I livelli di mercato nelle categorie bulk, container carrier e LNG Carrier nel 2021 hanno creato un eccesso di domanda di nuovi ordini

Genova – La Cina sta riaprendo cantieri navali chiusi nel decennio scorso e si sta affrettando a rimetterli in funzione per far fronte all’aumento della domanda. Come spiega nell’analisi settimanale il broker navale Xclusiv, nuovi cantieri stanno facendo la loro comparsa in Cina e anche in Giappone, a causa di un aumento della domanda per la costruzione di navi portarinfuse, portacontainer e metaniere.

In particolare, dal 2009 al 2021 il numero di navi in ​​portafoglio nei segmenti bulk, tanker, gas e container (navi superiori a 10.000 tonnellate di stazza lorda) è diminuito significativamente fino a raggiungere il -73%, impattando sul numero di cantieri navali attivi. Negli anni che hanno preceduto il 2008, molti cantieri si erano espansi rapidamente in risposta all’elevata domanda di nuove costruzioni che aveva raggiunto il picco nel 2008-2009, poco prima della crisi finanziaria.
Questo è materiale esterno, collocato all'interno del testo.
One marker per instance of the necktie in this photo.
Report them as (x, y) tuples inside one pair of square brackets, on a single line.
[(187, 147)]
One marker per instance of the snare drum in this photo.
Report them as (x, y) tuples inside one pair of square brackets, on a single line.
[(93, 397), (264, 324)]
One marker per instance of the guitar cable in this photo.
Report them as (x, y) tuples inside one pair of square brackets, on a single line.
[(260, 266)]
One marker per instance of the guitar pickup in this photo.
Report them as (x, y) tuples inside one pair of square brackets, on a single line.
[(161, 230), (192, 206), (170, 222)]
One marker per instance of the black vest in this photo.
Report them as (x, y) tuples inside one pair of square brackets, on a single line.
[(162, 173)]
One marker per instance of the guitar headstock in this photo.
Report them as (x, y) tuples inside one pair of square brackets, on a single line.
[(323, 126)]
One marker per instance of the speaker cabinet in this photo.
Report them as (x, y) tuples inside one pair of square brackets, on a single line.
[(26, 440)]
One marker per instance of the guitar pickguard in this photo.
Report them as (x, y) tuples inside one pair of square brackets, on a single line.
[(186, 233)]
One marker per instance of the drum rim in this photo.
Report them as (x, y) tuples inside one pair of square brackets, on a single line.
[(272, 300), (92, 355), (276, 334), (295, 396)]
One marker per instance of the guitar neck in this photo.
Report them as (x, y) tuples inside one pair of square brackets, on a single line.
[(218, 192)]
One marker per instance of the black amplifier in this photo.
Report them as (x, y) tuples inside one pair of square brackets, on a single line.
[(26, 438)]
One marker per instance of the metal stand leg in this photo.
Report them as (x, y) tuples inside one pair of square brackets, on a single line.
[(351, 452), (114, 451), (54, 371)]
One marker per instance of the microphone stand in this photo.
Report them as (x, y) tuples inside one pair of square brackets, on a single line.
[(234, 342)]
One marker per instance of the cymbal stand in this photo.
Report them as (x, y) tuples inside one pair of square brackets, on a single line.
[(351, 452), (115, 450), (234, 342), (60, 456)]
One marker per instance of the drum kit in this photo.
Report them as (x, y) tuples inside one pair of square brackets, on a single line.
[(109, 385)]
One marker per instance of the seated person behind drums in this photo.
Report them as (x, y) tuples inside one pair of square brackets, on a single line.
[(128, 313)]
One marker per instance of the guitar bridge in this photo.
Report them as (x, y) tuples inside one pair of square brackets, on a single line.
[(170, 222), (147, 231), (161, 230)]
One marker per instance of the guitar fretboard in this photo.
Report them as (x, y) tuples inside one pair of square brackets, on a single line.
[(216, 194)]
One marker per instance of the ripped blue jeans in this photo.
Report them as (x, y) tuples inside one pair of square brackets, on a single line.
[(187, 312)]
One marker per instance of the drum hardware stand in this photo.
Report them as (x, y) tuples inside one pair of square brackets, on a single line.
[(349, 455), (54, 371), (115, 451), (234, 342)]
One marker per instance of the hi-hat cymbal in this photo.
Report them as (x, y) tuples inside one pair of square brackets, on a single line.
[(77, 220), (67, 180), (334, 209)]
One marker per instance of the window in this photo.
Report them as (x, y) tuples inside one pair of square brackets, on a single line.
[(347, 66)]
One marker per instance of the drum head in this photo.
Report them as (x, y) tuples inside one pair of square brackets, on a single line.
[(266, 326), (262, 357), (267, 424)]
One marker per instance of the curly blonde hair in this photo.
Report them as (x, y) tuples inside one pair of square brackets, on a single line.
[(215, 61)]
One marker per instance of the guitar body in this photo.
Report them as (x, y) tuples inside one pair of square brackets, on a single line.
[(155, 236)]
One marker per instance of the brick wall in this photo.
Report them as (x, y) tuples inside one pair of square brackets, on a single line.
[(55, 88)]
Tuttavia, i livelli di mercato nelle categorie bulk, container carrier e LNG Carrier nel 2021 hanno creato un eccesso di domanda di nuovi ordini, che ha portato alla riapertura di cantieri chiusi nel decennio precedente. Vale la pena notare che negli ultimi 18 mesi il portafoglio ordini nei segmenti rinfuse solide e portacontainer è aumentato rispettivamente del 34% e del 122%, mentre il portafoglio ordini di navi cisterna è diminuito di quasi il 30%.

Da settembre 2021, abbiamo assistito a un aumento del 28% del numero di cantieri con almeno una nave (bulker, tanker, gas carrier, container) in ordine, con i cantieri cinesi in crescita del 37% e i cantieri giapponesi del 24% . La capacità cantieristica, tuttavia, è ancora del 55% inferiore al picco del 2008, quando le navi oltre le 10.000 tonnellate ordinate erano quasi 8.000, rispetto all’attuale portafoglio ordini di poco meno di 3.000 navi.